ISLAMABAD : Pakistan’s Nobel Peace Prize winner and education activist Malala Yousafzai, who visited Pakistan after nearly six years for four days, on Monday left for Britain Monday.

Malala is accompanied by her father Ziauddin Yousafzai and Malala Fund CEO Farah Mohamed on QR 615 flight from Islamabad to Doha and then head to the UK.

Malala Yousufzai arrived in Pakistan early Thursday after spending years outside the country following a failed assassination attempt by Taliban.

Malala, who shot to fame with her pen name ‘Gul Makai’ was shot at in the head at point-blank range, when she was 15, by Taliban gunmen as she was returning from her school in Swat valley on 9 October 2012.

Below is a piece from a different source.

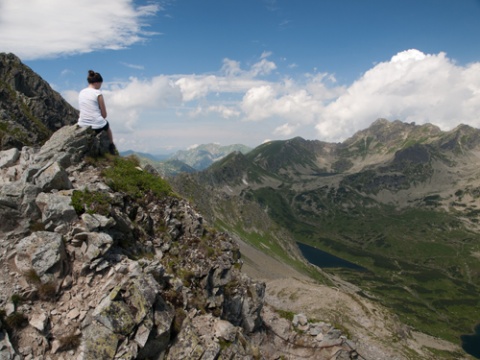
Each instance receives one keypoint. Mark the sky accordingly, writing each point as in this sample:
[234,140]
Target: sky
[180,73]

She suffered bullet injuries and was admitted to the Military Hospital Peshawar and then taken to London for further treatment.

During the stay, the global icon called on Prime Minister Shahid Khaqan Abbasi at the PM Office and discussed multiple issues, especially the education sector of the country.

While addressing a gathering at PM House, she broke into tears as he expressed her views upon return to the country after a span of six years.

‘Happy to be back home but I still can’t believe this’ said the 20-year-old global figure. “From growing up in Swat and then the attack, to have to leave the country. Everything was happening by itself and I could not control anything,” said an emotional youngster.

Malala Yousafzai returned to her hometown, Swat, Saturday for the first time since receiving a gunshot wound to the head there in 2012 for her work as an advocate for young women’s education.

The 20-year-old and her family arrived in a helicopter provided by the Pakistani military, which took her to the town of Mingora in the Swat Valley from Islamabad.

Yousafzai said she has pined for her home in the picturesque Swat Valley and that she was really happy to be visiting.